/scrapIn

Selenium wrapper to scrape Linkedin. Currently supports searching people.

Primary LanguagePython

ScrapIn

This module is a selenium wrapper tailored to searching people or jobs on linkedin given a set of criteria.

WARNING: While supposedly legal to scrape linkedin (see this legal proceeding), I do not take any responsibility for any retaliation Linkedin might enact against the user-account associated with the use of this package.

System

As of: 2019-09-20

CPython 3.7.3

numpy 1.16.4
pandas 0.24.2
selenium 3.141.0
bs4 4.7.1

compiler : GCC 7.3.0
system : Linux
release : 5.0.0-29-generic
machine : x86_64
processor : x86_64
CPU cores : 12
interpreter: 64bit

Setup

To get started, run the following commands:

pip install --upgrade pip
git clone git@github.com:maximemerabet/scrapIn.git
cd scrapIn
python3 -m venv .env
source .env/bin/activate
pip install -r requirements.txt

You will also need to download the chromedriver corresponding to your OS and chrome version.
These can be found here. Once downloaded, please move the executable to scrapIn/. and run the following command: chmod +x chromedriver

(Please note that you can use selenium's recommended driver location but will need to overwrite the chromedriver path in config.py or overwrite the parameter in scraper.Authenticator.login)

How to use:

The following is an example code for a people-specific search (notebook demo can be found here)

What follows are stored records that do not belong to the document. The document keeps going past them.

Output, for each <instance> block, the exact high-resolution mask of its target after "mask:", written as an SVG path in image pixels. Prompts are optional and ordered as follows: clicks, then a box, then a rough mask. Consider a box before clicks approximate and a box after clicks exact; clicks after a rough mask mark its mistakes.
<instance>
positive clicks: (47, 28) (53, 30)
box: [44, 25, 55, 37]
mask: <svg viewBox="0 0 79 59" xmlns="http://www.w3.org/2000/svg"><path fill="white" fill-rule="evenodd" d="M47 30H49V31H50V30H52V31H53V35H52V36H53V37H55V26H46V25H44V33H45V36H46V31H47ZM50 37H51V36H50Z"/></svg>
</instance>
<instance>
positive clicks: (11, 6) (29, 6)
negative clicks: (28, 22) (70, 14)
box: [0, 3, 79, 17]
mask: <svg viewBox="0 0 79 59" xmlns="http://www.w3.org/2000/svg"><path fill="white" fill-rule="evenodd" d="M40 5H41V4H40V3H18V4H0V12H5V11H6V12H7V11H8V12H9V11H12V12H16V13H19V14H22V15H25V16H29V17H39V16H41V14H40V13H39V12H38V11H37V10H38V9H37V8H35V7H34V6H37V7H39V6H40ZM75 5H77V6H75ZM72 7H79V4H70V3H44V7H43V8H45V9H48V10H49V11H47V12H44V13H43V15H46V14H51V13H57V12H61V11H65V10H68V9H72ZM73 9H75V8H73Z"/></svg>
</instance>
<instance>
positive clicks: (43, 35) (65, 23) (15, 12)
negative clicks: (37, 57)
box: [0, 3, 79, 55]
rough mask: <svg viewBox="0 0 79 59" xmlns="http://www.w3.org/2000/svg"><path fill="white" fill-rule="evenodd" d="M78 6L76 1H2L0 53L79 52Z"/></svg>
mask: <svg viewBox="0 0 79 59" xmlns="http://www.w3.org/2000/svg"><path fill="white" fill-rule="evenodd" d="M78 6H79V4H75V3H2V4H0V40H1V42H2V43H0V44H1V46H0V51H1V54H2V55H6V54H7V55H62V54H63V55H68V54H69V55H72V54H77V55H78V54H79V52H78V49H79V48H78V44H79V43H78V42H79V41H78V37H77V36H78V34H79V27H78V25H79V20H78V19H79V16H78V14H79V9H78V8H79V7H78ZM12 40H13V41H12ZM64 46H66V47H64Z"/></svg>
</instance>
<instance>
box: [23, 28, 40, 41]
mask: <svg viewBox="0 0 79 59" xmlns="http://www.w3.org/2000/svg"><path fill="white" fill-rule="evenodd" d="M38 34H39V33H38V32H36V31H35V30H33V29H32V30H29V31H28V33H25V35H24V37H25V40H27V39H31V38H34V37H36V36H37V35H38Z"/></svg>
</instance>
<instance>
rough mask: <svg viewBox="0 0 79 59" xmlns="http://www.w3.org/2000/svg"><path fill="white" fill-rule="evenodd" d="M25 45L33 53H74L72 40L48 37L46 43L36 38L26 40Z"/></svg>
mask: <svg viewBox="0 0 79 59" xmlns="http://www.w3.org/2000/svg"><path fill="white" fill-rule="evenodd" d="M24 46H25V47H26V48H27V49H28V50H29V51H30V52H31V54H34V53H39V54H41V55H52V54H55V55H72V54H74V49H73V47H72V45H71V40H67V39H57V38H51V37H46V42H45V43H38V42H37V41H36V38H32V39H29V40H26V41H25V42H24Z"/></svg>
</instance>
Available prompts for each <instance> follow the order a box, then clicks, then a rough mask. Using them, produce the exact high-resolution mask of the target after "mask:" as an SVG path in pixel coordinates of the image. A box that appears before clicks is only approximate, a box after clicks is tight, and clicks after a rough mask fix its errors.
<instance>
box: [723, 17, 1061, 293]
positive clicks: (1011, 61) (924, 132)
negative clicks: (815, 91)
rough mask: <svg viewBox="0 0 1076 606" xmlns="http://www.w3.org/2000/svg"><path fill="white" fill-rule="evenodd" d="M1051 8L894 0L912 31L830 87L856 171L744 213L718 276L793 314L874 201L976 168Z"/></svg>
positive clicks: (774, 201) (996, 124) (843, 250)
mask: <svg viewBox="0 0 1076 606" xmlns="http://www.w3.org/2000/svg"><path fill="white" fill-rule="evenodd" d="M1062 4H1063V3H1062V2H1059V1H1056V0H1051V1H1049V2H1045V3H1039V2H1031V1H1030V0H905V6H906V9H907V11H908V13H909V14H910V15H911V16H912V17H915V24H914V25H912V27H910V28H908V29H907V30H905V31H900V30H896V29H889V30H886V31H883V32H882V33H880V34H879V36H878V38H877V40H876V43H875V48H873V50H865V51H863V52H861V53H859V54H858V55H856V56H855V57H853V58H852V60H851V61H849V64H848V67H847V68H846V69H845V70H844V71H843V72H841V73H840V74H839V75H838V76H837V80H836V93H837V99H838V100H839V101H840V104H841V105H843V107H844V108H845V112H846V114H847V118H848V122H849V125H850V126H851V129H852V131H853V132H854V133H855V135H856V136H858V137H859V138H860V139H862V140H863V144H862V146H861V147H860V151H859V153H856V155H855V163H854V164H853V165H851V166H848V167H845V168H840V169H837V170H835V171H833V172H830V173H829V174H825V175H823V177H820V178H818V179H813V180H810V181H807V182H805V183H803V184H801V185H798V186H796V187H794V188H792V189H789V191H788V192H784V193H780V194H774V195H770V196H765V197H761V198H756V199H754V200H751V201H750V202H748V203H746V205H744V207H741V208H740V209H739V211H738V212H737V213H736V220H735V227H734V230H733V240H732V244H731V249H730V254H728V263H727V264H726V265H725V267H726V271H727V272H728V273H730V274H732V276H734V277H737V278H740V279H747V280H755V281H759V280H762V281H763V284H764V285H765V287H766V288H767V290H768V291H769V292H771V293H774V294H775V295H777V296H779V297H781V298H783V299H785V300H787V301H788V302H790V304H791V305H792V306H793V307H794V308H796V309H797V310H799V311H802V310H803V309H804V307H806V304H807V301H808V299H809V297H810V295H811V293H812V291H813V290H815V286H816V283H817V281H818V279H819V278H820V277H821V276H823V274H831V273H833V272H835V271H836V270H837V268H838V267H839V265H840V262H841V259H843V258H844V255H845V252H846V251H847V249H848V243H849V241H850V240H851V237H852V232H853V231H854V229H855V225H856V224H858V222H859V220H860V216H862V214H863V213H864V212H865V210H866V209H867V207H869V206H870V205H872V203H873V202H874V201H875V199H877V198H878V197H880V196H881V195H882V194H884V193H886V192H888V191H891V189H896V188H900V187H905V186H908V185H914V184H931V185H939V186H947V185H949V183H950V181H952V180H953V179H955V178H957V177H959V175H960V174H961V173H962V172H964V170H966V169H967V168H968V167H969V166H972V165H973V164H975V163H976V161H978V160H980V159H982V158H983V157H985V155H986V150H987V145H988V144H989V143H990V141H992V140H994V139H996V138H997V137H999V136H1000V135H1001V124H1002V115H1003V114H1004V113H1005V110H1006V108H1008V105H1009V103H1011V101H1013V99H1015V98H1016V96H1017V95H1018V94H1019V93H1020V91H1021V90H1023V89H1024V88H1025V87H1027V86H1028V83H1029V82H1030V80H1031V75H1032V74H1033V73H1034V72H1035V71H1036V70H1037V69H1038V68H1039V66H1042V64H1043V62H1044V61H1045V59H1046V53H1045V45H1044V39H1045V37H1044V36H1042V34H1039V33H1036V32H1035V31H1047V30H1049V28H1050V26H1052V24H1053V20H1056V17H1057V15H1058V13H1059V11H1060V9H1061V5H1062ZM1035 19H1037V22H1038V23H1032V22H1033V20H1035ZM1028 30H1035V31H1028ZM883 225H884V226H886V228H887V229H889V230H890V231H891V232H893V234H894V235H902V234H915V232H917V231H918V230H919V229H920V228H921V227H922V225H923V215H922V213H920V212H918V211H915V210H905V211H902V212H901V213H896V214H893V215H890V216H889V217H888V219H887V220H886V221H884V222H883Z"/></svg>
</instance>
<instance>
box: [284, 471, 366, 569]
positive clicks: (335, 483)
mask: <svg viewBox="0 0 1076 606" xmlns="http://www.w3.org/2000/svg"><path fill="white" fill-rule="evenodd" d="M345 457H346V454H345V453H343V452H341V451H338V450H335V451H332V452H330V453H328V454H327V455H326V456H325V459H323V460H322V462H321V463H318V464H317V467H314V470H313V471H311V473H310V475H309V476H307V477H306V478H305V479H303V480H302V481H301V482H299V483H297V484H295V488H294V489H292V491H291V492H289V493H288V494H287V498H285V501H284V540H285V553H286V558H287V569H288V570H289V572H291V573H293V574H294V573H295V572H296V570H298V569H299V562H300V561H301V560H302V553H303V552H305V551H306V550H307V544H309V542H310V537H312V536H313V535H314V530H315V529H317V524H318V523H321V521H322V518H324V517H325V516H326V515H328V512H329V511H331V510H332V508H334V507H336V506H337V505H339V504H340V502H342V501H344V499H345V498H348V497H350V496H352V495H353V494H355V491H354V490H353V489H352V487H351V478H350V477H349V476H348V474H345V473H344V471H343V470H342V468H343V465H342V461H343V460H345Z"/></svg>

# Append to python path and import
from src.scraper import Authenticator, Scraper

# Credential prompt
auth = Authenticator() 

# Instantiate scraper object
scraper = Scraper(authenticator=auth)

# Execute search (returns DataFrame)
people_search = scraper.search_people(job_title='Executive Chef',
                                      location=['London, 'Manchester'],
                                      industry='Hospitality')

TODO

  • Add deep-search functionality (Given a list of profile URL, retrieve more detailed information)
  • Write up test_config to test for the presence of required elements on the linkedin web-page
  • (Optional) Add functionality to execute other types of search (i.e. jobs, etc.)